Saçı uzun aklı kısa demek
Hor görmek
Eğitim hakkını elinden almak
Çocuk yaşta evlendirmek
Yok saymak
Özgürlüğünü kısıtlamak
Taciz etmek
Laf atmak, eve kapatmak
Dövmek, sövmek
Saygısızlık etmek
Adamlıksa eğer
Adam olma
İnsan ol”
İşte bütün mesele bu…
Bu ayıp bir zümreye, sivil toplum örgütüne, bir gruba ya da bir siyasi partiye yüklenecek bir şey değildir asla, aksine tüm insanların ve insanlığın sorunudur…

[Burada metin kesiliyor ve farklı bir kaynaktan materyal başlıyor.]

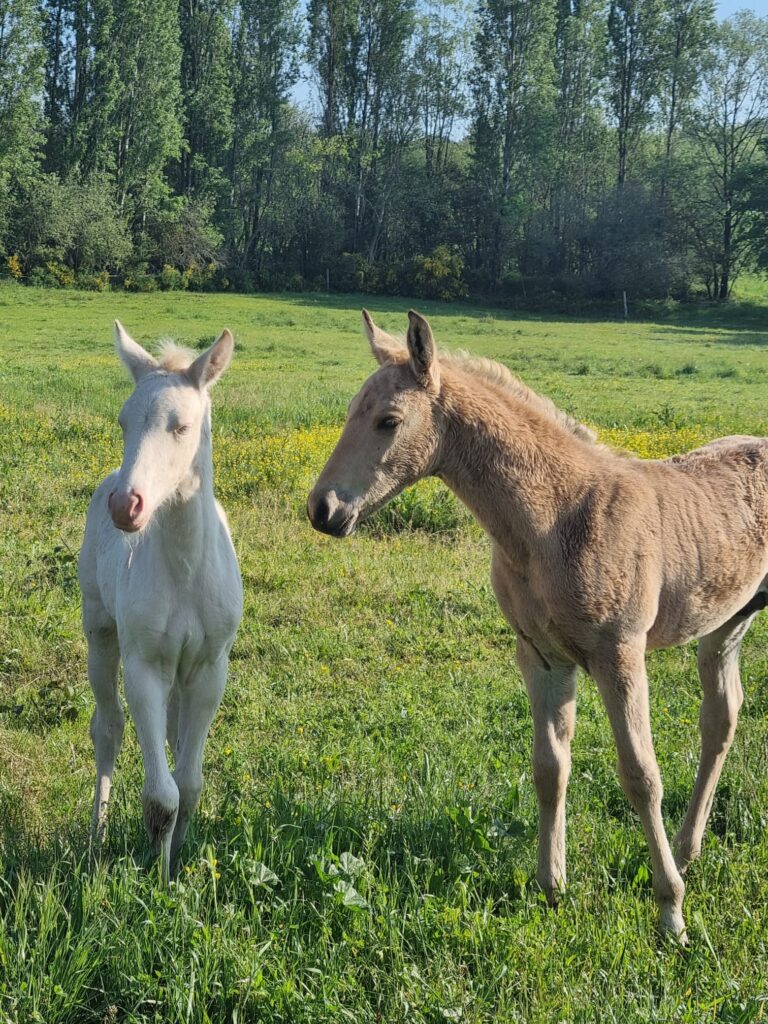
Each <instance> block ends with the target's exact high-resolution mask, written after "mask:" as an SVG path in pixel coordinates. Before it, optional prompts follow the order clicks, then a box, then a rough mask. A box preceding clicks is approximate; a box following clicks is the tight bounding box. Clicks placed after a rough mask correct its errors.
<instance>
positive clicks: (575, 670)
mask: <svg viewBox="0 0 768 1024" xmlns="http://www.w3.org/2000/svg"><path fill="white" fill-rule="evenodd" d="M517 662H518V664H519V666H520V670H521V672H522V675H523V678H524V679H525V685H526V687H527V690H528V697H529V699H530V708H531V711H532V714H534V782H535V784H536V793H537V798H538V800H539V869H538V871H537V880H538V882H539V885H540V886H541V887H542V889H543V890H544V892H545V893H546V895H547V898H548V900H549V901H550V902H551V903H553V902H555V901H556V900H557V897H558V895H559V894H560V891H561V890H562V888H563V887H564V886H565V790H566V786H567V784H568V775H569V774H570V740H571V738H572V736H573V726H574V722H575V682H577V668H575V666H574V665H564V666H560V665H557V666H550V665H546V664H544V662H543V659H542V658H541V656H540V655H539V654H538V653H537V651H536V650H535V649H534V648H532V647H531V646H530V645H529V644H528V643H526V642H525V641H524V640H523V639H522V638H521V637H518V640H517Z"/></svg>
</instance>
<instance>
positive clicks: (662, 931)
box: [658, 904, 688, 946]
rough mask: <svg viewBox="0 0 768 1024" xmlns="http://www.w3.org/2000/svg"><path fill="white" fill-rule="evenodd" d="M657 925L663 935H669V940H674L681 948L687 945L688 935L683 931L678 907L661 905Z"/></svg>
mask: <svg viewBox="0 0 768 1024" xmlns="http://www.w3.org/2000/svg"><path fill="white" fill-rule="evenodd" d="M658 924H659V928H660V930H662V934H663V935H669V936H670V938H672V939H676V940H677V941H678V942H679V943H680V945H681V946H687V945H688V933H687V932H686V930H685V922H684V921H683V914H682V912H681V911H680V910H679V909H678V907H676V906H672V905H670V904H667V905H663V906H662V916H660V920H659V923H658Z"/></svg>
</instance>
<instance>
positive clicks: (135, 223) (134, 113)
mask: <svg viewBox="0 0 768 1024" xmlns="http://www.w3.org/2000/svg"><path fill="white" fill-rule="evenodd" d="M81 13H82V12H78V17H80V14H81ZM85 13H86V14H87V15H88V17H87V22H84V24H83V25H82V27H78V26H76V34H77V33H78V32H80V33H81V35H82V45H81V44H80V43H78V44H77V46H76V50H79V51H80V50H82V51H83V52H77V53H76V60H75V68H76V75H75V95H76V97H77V96H78V94H79V92H80V91H81V90H82V93H83V97H84V98H83V101H82V102H81V100H80V99H79V98H76V102H75V111H76V117H75V119H74V125H73V134H74V139H75V141H74V145H75V150H76V154H77V157H78V164H79V167H80V169H81V170H82V171H83V172H84V173H85V174H86V175H88V174H91V173H96V172H99V173H100V172H106V173H109V174H110V175H111V176H112V179H113V181H114V187H115V195H116V197H117V201H118V204H119V206H120V208H121V210H123V211H124V215H125V216H126V217H127V218H128V219H129V220H131V221H132V222H133V223H134V224H136V225H137V226H139V227H140V226H141V225H142V224H143V223H144V222H145V218H146V216H147V214H150V213H151V212H152V211H153V210H154V209H156V208H157V207H158V205H160V204H162V203H163V202H164V201H165V200H166V199H167V197H168V196H169V193H170V185H169V182H168V180H167V176H166V171H167V168H168V165H169V162H170V161H171V160H173V159H175V158H177V157H178V156H179V153H180V148H181V143H182V138H183V134H182V126H181V92H180V86H179V73H180V59H181V50H180V46H179V25H178V6H177V3H176V2H175V0H91V2H90V3H89V5H88V9H87V11H86V12H85ZM86 40H87V43H86Z"/></svg>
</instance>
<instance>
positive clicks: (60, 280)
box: [45, 260, 75, 288]
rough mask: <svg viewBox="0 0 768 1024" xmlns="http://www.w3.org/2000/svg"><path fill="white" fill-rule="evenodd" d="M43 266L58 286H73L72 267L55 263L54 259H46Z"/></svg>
mask: <svg viewBox="0 0 768 1024" xmlns="http://www.w3.org/2000/svg"><path fill="white" fill-rule="evenodd" d="M45 266H46V268H47V270H48V273H49V274H50V275H51V278H53V280H54V281H55V282H56V285H57V286H58V287H59V288H74V287H75V271H74V270H73V269H72V267H69V266H65V264H63V263H56V262H55V261H54V260H48V262H47V263H46V264H45Z"/></svg>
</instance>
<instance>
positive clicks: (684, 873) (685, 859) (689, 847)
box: [672, 833, 701, 874]
mask: <svg viewBox="0 0 768 1024" xmlns="http://www.w3.org/2000/svg"><path fill="white" fill-rule="evenodd" d="M672 848H673V850H674V851H675V864H676V865H677V869H678V871H680V873H681V874H685V872H686V871H687V870H688V867H689V866H690V864H691V863H692V862H693V861H694V860H696V858H697V857H698V855H699V854H700V852H701V847H700V846H698V847H694V846H693V845H692V844H691V842H690V840H688V839H687V838H686V837H684V836H682V835H681V834H680V833H678V835H677V836H676V837H675V840H674V842H673V844H672Z"/></svg>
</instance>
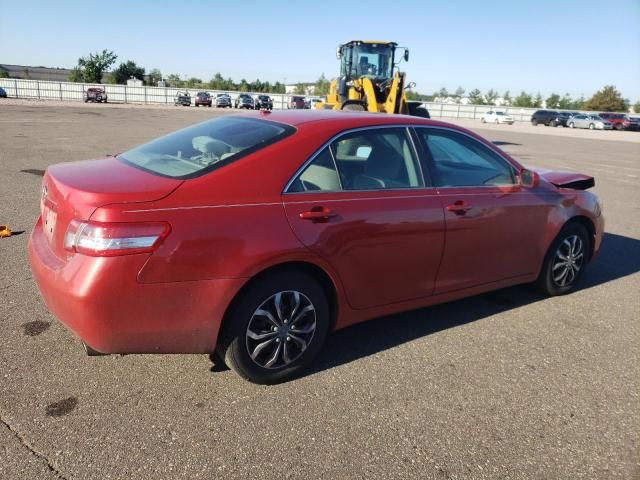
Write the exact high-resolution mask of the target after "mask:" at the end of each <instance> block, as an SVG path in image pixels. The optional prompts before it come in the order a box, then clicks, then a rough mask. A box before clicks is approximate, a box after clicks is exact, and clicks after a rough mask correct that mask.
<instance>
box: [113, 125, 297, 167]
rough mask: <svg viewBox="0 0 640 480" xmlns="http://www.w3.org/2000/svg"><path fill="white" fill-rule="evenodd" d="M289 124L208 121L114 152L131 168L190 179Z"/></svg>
mask: <svg viewBox="0 0 640 480" xmlns="http://www.w3.org/2000/svg"><path fill="white" fill-rule="evenodd" d="M294 131H295V129H294V128H293V127H291V126H289V125H282V124H280V123H276V122H272V121H267V120H260V119H255V118H246V117H245V118H243V117H223V118H217V119H214V120H208V121H206V122H203V123H199V124H197V125H193V126H191V127H187V128H185V129H183V130H179V131H177V132H174V133H170V134H169V135H166V136H164V137H161V138H158V139H157V140H153V141H151V142H149V143H145V144H144V145H141V146H139V147H136V148H133V149H132V150H129V151H127V152H124V153H122V154H120V155H118V158H119V159H120V160H123V161H125V162H127V163H129V164H130V165H133V166H134V167H138V168H141V169H142V170H146V171H148V172H151V173H155V174H157V175H161V176H163V177H170V178H179V179H186V178H193V177H197V176H200V175H203V174H205V173H207V172H210V171H211V170H215V169H217V168H220V167H222V166H224V165H227V164H229V163H231V162H233V161H235V160H237V159H238V158H241V157H243V156H245V155H248V154H249V153H252V152H255V151H256V150H259V149H261V148H264V147H266V146H267V145H270V144H272V143H274V142H276V141H278V140H280V139H282V138H284V137H286V136H288V135H290V134H292V133H293V132H294Z"/></svg>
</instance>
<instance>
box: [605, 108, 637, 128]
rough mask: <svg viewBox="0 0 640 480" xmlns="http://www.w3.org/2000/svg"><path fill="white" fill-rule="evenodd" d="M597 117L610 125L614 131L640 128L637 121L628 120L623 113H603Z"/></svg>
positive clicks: (633, 120)
mask: <svg viewBox="0 0 640 480" xmlns="http://www.w3.org/2000/svg"><path fill="white" fill-rule="evenodd" d="M598 115H599V116H600V118H604V119H605V120H606V121H608V122H609V123H611V124H612V125H613V128H614V129H616V130H638V129H639V128H640V126H639V125H638V122H637V121H635V120H633V119H631V118H629V117H628V116H627V115H625V114H624V113H609V112H603V113H599V114H598Z"/></svg>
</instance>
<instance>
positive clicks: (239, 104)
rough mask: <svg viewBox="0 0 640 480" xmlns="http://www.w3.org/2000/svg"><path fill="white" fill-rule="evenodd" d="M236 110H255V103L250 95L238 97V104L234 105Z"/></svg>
mask: <svg viewBox="0 0 640 480" xmlns="http://www.w3.org/2000/svg"><path fill="white" fill-rule="evenodd" d="M234 106H235V107H236V108H248V109H251V110H253V108H254V103H253V98H251V95H249V94H248V93H241V94H240V95H238V96H237V97H236V102H235V104H234Z"/></svg>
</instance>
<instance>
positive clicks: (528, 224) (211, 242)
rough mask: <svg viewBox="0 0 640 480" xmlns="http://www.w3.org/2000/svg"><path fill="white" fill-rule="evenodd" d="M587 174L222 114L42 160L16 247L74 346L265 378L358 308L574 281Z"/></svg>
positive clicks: (503, 156)
mask: <svg viewBox="0 0 640 480" xmlns="http://www.w3.org/2000/svg"><path fill="white" fill-rule="evenodd" d="M593 184H594V181H593V178H592V177H588V176H585V175H580V174H572V173H560V172H549V171H547V172H536V171H533V170H529V169H526V168H524V167H523V166H521V165H520V164H519V163H518V162H517V161H515V160H514V159H513V158H511V157H509V156H508V155H507V154H506V153H504V152H503V151H501V150H500V149H499V148H497V147H496V146H494V145H493V144H492V143H490V142H488V141H486V140H484V139H482V138H480V137H479V136H477V135H476V134H474V133H472V132H470V131H467V130H465V129H463V128H460V127H457V126H454V125H450V124H447V123H441V122H436V121H431V120H426V119H421V118H418V117H407V116H401V115H375V114H368V113H344V112H331V111H289V112H277V113H276V112H273V113H267V112H263V113H260V114H258V113H252V114H244V115H233V116H224V117H221V118H217V119H213V120H209V121H206V122H203V123H200V124H197V125H194V126H191V127H188V128H185V129H184V130H180V131H178V132H175V133H172V134H170V135H167V136H165V137H162V138H159V139H157V140H154V141H151V142H149V143H147V144H144V145H142V146H139V147H136V148H133V149H132V150H129V151H127V152H125V153H123V154H121V155H118V156H116V157H109V158H104V159H101V160H93V161H85V162H75V163H66V164H59V165H54V166H52V167H50V168H49V169H48V170H47V173H46V175H45V177H44V180H43V185H42V201H41V215H40V217H39V218H38V220H37V223H36V226H35V228H34V230H33V233H32V234H31V239H30V242H29V258H30V262H31V268H32V270H33V273H34V278H35V279H36V281H37V284H38V286H39V288H40V291H41V292H42V296H43V297H44V300H45V302H46V304H47V306H48V307H49V309H50V310H51V312H52V313H53V314H54V315H56V316H57V317H58V318H59V319H60V320H61V321H62V322H63V323H64V324H65V325H66V326H67V327H68V328H69V329H70V330H72V331H73V332H74V333H75V334H76V335H77V336H78V337H80V338H81V339H82V341H83V342H84V344H85V346H86V348H87V351H88V352H89V353H98V352H99V353H181V352H182V353H211V352H214V351H217V352H218V353H219V354H220V355H221V357H222V358H224V359H225V362H226V363H227V364H228V365H229V366H230V367H231V368H232V369H234V370H235V371H236V372H238V373H239V374H240V375H242V376H243V377H244V378H246V379H249V380H251V381H254V382H260V383H273V382H277V381H281V380H283V379H285V378H289V377H291V376H292V375H294V374H296V373H297V372H299V371H300V370H301V369H302V368H303V367H304V366H306V365H307V364H309V363H310V362H311V360H312V359H313V357H314V356H315V355H316V354H317V353H318V351H319V350H320V348H321V347H322V344H323V342H324V340H325V337H326V335H327V333H328V332H329V331H330V330H335V329H339V328H343V327H345V326H347V325H351V324H354V323H357V322H361V321H363V320H367V319H369V318H372V317H378V316H381V315H386V314H391V313H395V312H400V311H403V310H409V309H415V308H418V307H423V306H426V305H432V304H435V303H440V302H445V301H450V300H454V299H457V298H461V297H466V296H469V295H476V294H478V293H481V292H486V291H488V290H494V289H498V288H503V287H506V286H509V285H514V284H521V283H530V282H536V283H537V284H538V286H539V287H540V288H541V289H542V290H544V291H545V292H546V293H548V294H549V295H559V294H564V293H567V292H569V291H571V290H572V289H573V288H574V287H575V285H576V283H577V282H578V281H579V280H580V277H581V276H582V274H583V273H584V270H585V267H586V265H587V263H588V262H589V261H590V260H591V259H592V258H593V257H594V256H595V255H596V254H597V252H598V250H599V248H600V243H601V239H602V234H603V228H604V220H603V217H602V214H601V210H600V204H599V202H598V198H597V197H596V196H595V195H593V194H592V193H590V192H587V191H585V190H586V189H587V188H589V187H591V186H593Z"/></svg>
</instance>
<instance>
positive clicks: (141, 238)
mask: <svg viewBox="0 0 640 480" xmlns="http://www.w3.org/2000/svg"><path fill="white" fill-rule="evenodd" d="M170 231H171V226H170V225H169V224H168V223H164V222H144V223H98V222H81V221H79V220H72V221H71V223H69V227H68V228H67V232H66V233H65V235H64V248H65V249H66V250H69V251H71V252H77V253H82V254H84V255H89V256H92V257H115V256H119V255H132V254H134V253H148V252H152V251H154V250H155V249H156V248H158V246H159V245H160V243H161V242H162V240H163V239H164V238H165V237H166V236H167V235H168V234H169V232H170Z"/></svg>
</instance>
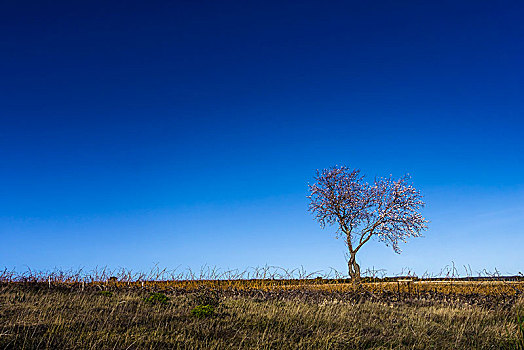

Türk Kadınlar Birliği Sakarya Şubesi önceki gün bu tür organizasyonların başrol oyuncusu müzisyen Sefer Beyenal’ın sunduğu bir toplantıda isterdim ki konuyu önyargıdan uzak evrensel boyutlarıyla ele alsın…
Tıpkı yukarıdaki metinde olduğu gibi…
O zaman bilin ki sadece kadına değil hayvana, tabiata velhasıl canlı cansız her şeye yaklaşımımız değişir ve ereriz birlikte huzura ve mutluluğa…
Bu duygularla geleceklerinin hayırlı ve bereketli olması adına tüm kadınlarımızı bu özel gün dolayısıyla kutluyor, onlara Bizim Bahçe’den rengarenk “güller” gönderiyoruz…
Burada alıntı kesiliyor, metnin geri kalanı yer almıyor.